A quick Google search found this document which pointed me to section 7.2 of RFC 1112 (yeah, multicast is really THAT old):
An ICMP error message (Destination Unreachable, Time Exceeded, Parameter Problem, Source Quench, or Redirect) is never generated in response to a datagram destined to an IP host group.
The same document also describes why RFC 1112 prohibits sending ICMP error messages in response to multicast datagrams. The processing done on ICMP error replies by the *nix socket API might block the sender socket if an error comes back from a single receiver or if TTL expires when traversing a particularly long branch of the multicast tree – not exactly a good idea in multicast environment.
Lessons learned:
- You should never get ICMP error messages in response to IP multicast packets;
- Path MTU discovery doesn’t work with IP multicast;
- Sending multicast packets with DF bit set is a bad idea unless you’re OK with some receivers never getting them;
- ICMP echo reply to a multicast echo request is perfectly legal (because it’s not an ICMP error message).
My multicast applications are mostly low rate and small packet size. Do you have any idea of average packet size for multicast applications such as IPTV? Or what kind of applications would this be a problem in?

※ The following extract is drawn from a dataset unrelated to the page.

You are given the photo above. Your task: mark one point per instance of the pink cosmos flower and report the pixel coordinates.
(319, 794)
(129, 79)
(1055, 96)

- bad configured intermediate device might process switching due to fragmentation and reassembly and we'd like to avoid high cpu issues or latency on real time flows.
- any MTU config mistakes can be easily discovered (TV flow is not received),
The protocol implements simple mechanisms to handle duplicate data, out-of-order and lost segments.
-
Personally, I think that v4 got it wrong, and v6 got it right. PMTUD for multicast should be possible.
The concerns about too many unreachables (including when elicited by packets from spoofed sources) don't really resonate with me compared to the ugliness of needlessly fragmenting traffic. At the very least, this behavior should be configurable so that it can be used where appropriate.